13. Epigenetic repression of DNA repair genes in field defects in progression to cancer
As described in detail by Rubin , field defects are of central importance in progression to cancer. While the great majority of studies in cancer research has been done on well-defined tumors formed in vivo, evidence indicates that more than 80% of the somatic mutations found in microsatellite instability (MSI) (mutator phenotype) human colorectal tumors occur before the onset of terminal clonal expansion. This evidence included the finding that adenomas were phylogenetically nearly as old as cancers. The origin of field defects was described by Braakhuis et al.  as follows. They postulated that a stem cell acquires one (or more) genetic alterations and forms a patch with genetically altered daughter cells. As a result of these and subsequent genetic alterations the stem cell escapes normal growth control, gains a growth advantage, and develops into an expanding clone. The lesion, gradually becoming a field, laterally displaces the normal epithelium. The enhanced proliferative capacity of a genetically altered clonal unit is the driving force of the process. As the lesion becomes still larger, additional genetic hits give rise to various subclones within the field. Different clones diverge at a certain time point with respect to genetic alterations but share a common clonal origin. The presence of a relatively large number of genetically altered stem cells in a field is a “ticking time bomb,” and as a result of the process of clonal divergence and selection, eventually a subclone evolves into invasive cancer.
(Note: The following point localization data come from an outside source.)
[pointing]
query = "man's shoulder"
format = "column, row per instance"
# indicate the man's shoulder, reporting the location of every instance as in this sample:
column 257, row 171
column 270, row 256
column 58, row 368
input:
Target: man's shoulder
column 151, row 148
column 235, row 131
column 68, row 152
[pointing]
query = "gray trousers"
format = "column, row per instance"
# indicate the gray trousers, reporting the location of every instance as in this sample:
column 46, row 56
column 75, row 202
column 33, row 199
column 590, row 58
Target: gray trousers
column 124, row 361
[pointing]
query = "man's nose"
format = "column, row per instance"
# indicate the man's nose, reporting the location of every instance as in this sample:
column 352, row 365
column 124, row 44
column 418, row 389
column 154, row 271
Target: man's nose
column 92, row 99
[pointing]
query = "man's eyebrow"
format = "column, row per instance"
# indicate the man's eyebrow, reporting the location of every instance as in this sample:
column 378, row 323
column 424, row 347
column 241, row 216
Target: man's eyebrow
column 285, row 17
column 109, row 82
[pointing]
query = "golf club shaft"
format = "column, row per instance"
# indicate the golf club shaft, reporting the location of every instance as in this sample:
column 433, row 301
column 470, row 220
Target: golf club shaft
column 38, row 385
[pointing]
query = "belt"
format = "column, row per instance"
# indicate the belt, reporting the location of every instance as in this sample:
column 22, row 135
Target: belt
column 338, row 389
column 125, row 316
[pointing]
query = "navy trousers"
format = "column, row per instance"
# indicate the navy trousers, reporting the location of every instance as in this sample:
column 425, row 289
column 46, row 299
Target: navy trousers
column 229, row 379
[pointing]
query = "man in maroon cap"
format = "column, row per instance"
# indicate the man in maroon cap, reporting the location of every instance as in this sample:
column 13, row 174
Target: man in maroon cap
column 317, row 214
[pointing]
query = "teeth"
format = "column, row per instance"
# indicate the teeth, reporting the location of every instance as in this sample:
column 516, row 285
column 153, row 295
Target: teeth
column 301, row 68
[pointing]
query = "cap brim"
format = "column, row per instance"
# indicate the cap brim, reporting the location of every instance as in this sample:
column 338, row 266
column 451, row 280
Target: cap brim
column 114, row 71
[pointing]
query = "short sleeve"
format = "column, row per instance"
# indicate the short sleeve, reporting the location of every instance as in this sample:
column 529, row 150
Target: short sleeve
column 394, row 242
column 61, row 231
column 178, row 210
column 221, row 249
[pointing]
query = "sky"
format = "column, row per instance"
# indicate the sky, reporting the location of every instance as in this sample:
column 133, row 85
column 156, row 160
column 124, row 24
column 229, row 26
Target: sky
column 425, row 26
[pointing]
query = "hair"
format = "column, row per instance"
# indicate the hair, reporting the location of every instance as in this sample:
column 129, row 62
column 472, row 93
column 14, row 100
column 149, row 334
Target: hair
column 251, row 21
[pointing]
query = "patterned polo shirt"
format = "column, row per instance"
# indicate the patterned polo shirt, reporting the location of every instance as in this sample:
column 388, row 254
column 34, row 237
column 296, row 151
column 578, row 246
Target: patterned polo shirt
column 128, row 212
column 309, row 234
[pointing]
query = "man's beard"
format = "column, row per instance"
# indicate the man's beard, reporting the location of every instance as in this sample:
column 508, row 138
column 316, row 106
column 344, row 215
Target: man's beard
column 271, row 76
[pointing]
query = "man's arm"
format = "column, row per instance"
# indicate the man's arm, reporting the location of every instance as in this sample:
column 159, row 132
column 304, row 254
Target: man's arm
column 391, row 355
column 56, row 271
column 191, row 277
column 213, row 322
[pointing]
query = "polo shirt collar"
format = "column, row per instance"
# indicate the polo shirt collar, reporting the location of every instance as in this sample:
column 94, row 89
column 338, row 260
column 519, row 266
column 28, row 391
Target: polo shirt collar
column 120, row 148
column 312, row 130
|Cancer||Gene||Frequency in Cancer||Frequency in Field Defect||Ref.|
|Colorectal||MGMT with MSI*||70%||60%|||
|Head and Neck||MGMT||54%||38%|||
|Head and Neck||MLH1||33%||25%|||
|Head and Neck||MLH1||31%||20%|||
Epigenetic reductions in protein expression of DNA repair genes are frequent in cancers (Table 3). For any particular type of cancer, an epigenetic reduction in expression of a specific DNA repair gene, such as an epigenetic reduction of MGMT in colorectal cancer, may be common. In cases where a specific epigenetic reduction of expression of a DNA repair gene occurs in a cancer, it is also likely to be evident in the field defect surrounding the cancer (Table 3). The lower frequency in the surrounding field defect that is often found (Table 3) likely reflects the process whereby the expanding clone is laterally displacing the normal epithelium. This displacement may be only partial. Thus, areas with the DNA repair deficiency would be present at a lower frequency in the field defect than in the cancer. In the cancer, the cells carrying the DNA repair deficiency are members of a founding clone. Thus, the DNA repair defect, along with other accumulated mutations and epigenetic alterations, would be seen in the cancer at a relatively higher frequency than in the surrounding field defect.
14. Examples of epigenetic repression of DNA repair genes, due to alterations in CpG island methylation, in various cancers
Table 4, below, gives examples of reports of DNA repair genes repressed by CpG island hypermethylation (or with increased expression due to CpG hypomethylation) in 17 different cancers (this is only a partial list). Twenty different DNA repair genes (all listed among the 169 DNA repair and DNA damage response genes previously identified ) were often hyper- (or sometimes hypo-) methylated in one or more type of cancer. Such alterations in methylation of promoter regions of DNA repair genes can cause deficient repair of DNA damages. Thus, hyper- (or hypo-) methylations of DNA repair genes are frequently important factors responsible for lack of appropriate repair of DNA damages. Faulty DNA repair leads to increased mutation and epigenetic alteration, central to progression to cancer.
MGMT is one of the DNA repair genes often evaluated for hypermethylation. Of the cancers listed in Table 4, nine were reported to have some frequency of hypermethylation of MGMT. Hypermethylation of MGMT was particularly frequent in bladder cancer (93%), stomach (88%), thyroid (74%), colorectal (40-90%) and brain (50%).
Other DNA repair genes with high frequencies of hypermethylation (in particular cancers) were LIG4 (colorectal 82%), P53 (brain 60-74%), NEIL1 [head and neck 62% and non-small cell lung cancer (NSCLC) 42%], ATM (NSCLC 47%), MLH1 (NSCLC squamous cell carcinoma 48%) and FANCB (head and neck 46%). The DNA repair genes LIG4, P53, NEIL1 and FANCB were frequently not evaluated for hypermethylation in other particular types of cancers, and could be of importance in such cancers as well.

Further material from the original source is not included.